Though the black hole is five times the mass of the black hole at the centre of our Milky Way, it is inside a galaxy that crams 140 million stars within a diameter of about 300 light-years, only 1/500th of our galaxy's diameter.

The dwarf galaxy containing the black hole, called M60-UCD1, is the densest galaxy ever seen, researchers said. If you lived inside of it, the night sky would dazzle with at least 1 million stars visible to the naked eye as opposed to 4,000 stars in our nighttime sky, as seen from Earth's surface, they said.

The finding implies that there are many other very compact galaxies in the universe that contain supermassive black holes.

The observation also suggests that dwarf galaxies may actually be the stripped remnants of larger galaxies that were torn apart during collisions with yet other galaxies – rather than small islands of stars born in isolation. "We don't know of any other way you could make a black hole so big in an object this small," said University of Utah astronomer Anil Seth, lead author of the study. His team of astronomers used the Hubble Space Telescope and the Gemini North 8-metre optical and infrared telescope on Hawaii's Mauna Kea to observe M60-UCD1 and measure the black hole's mass.
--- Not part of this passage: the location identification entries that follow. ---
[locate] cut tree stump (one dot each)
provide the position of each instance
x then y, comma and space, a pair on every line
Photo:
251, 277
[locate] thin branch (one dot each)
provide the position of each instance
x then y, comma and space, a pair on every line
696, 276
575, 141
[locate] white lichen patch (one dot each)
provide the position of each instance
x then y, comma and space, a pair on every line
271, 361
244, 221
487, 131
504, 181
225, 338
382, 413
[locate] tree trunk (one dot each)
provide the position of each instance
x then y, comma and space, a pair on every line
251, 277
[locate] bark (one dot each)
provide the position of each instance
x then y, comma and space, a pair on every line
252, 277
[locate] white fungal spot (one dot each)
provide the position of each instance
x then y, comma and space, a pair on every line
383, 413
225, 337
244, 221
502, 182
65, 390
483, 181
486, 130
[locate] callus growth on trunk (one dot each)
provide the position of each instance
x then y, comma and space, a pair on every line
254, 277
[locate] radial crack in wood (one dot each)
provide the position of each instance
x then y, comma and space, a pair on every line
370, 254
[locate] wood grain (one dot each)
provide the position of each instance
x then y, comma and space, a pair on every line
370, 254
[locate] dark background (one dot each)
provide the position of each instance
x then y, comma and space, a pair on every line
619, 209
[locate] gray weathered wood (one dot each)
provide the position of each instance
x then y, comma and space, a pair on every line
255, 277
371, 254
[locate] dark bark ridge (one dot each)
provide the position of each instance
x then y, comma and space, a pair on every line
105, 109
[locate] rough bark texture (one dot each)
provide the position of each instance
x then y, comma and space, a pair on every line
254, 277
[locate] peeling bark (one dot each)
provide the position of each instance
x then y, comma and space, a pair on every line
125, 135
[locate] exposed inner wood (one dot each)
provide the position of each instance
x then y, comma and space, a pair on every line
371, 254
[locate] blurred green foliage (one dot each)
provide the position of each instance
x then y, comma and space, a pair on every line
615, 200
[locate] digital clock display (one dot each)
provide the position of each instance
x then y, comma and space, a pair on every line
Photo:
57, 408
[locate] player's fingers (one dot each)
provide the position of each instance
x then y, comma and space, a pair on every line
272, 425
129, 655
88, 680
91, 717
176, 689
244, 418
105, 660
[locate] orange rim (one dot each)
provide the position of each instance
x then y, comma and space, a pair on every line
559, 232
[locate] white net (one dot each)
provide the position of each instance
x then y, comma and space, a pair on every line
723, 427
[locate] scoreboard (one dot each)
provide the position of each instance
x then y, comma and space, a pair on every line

Black holes are gravitationally collapsed, ultracompact objects that have a gravitational pull so strong that even light cannot escape. Supermassive black holes - those with the mass of at least 1 million stars like our Sun - are thought to be at the centres of many galaxies.

The black hole at the centre of our Milky Way galaxy has the mass of 4 million suns, but as heavy as that is, it is less than 0.01 per cent of the Milky Way's total mass. By comparison, the supermassive black hole at the centre of M60-UCD1 is a stunning 15 per cent of the small galaxy's total mass.
"That is pretty amazing, given that the Milky Way is 500 times larger and more than 1,000 times heavier than the dwarf galaxy M60-UCD1," Seth said.

One explanation is that M60-UCD1 was once a large galaxy containing 10 billion stars, but then it passed very close to the centre of an even larger galaxy, M60, and in that process all the stars and dark matter in the outer part of the galaxy got torn away and became part of M60.
 
The team believes that M60-UCD1 may eventually be pulled back to merge with the centre of M60,  which has its own monster black hole, weighing a whopping 4.5 billion solar masses (more than 1,000 times bigger than the black hole in our galaxy). The galaxies are 50 million light-years away.

The study was published in the journal Nature.